The reader is urged to consult any of the minuets to be found in the string quartets or symphonies of Haydn and Mozart. These popular short movements are so available in arrangements for the piano that it is not thought necessary to incorporate one here.

SUGGESTIONS FOR COLLATERAL READING.

Grove's Dictionary: articles "Minuet," "Sonata," and "Symphony." Shedlock: "The Pianoforte Sonata." Mason: "Beethoven and His Forerunners."

FOOTNOTES:

[20] In Bach's English Suites a Prelude is placed before the Allemande.
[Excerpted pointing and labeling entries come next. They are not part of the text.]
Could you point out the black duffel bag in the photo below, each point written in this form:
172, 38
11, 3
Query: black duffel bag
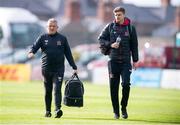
74, 91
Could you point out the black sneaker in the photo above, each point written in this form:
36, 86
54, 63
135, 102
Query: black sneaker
116, 116
124, 113
58, 113
48, 114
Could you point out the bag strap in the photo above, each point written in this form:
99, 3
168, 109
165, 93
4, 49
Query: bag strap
74, 76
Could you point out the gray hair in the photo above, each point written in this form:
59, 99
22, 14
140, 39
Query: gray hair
52, 20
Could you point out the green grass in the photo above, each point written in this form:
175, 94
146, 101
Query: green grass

[21] See the Minuet in Haydn's piano sonata in E-flat (No. 3 in Schirmer edition) and the Minuet in Mozart's well known piano sonata in A-major (with the Theme and Variations).

CHAPTER VIII
SONATA-FORM I.

I. COMPOSITE NATURE OF THE SONATA.

Undoubtedly the most important of all musical forms to-day is the sonata, as will easily be recognized if we remember that not only the pieces which bear this name as a title, but also the numerous symphonies, overtures, concertos, and trios, quartets, quintets, and so on, are examples of this form. The symphony is simply a sonata, on a large scale, for orchestra; the overture is a similar piece for orchestra, in one movement; the concerto is, as it were, a symphony with a solo instrument emphasized or placed in the foreground; trios, quartets, quintets, etc., are sonatas for various groups of string and wind instruments. Thus it will be seen that the bulk of all instrumental music is cast in this ever available and useful form of the sonata.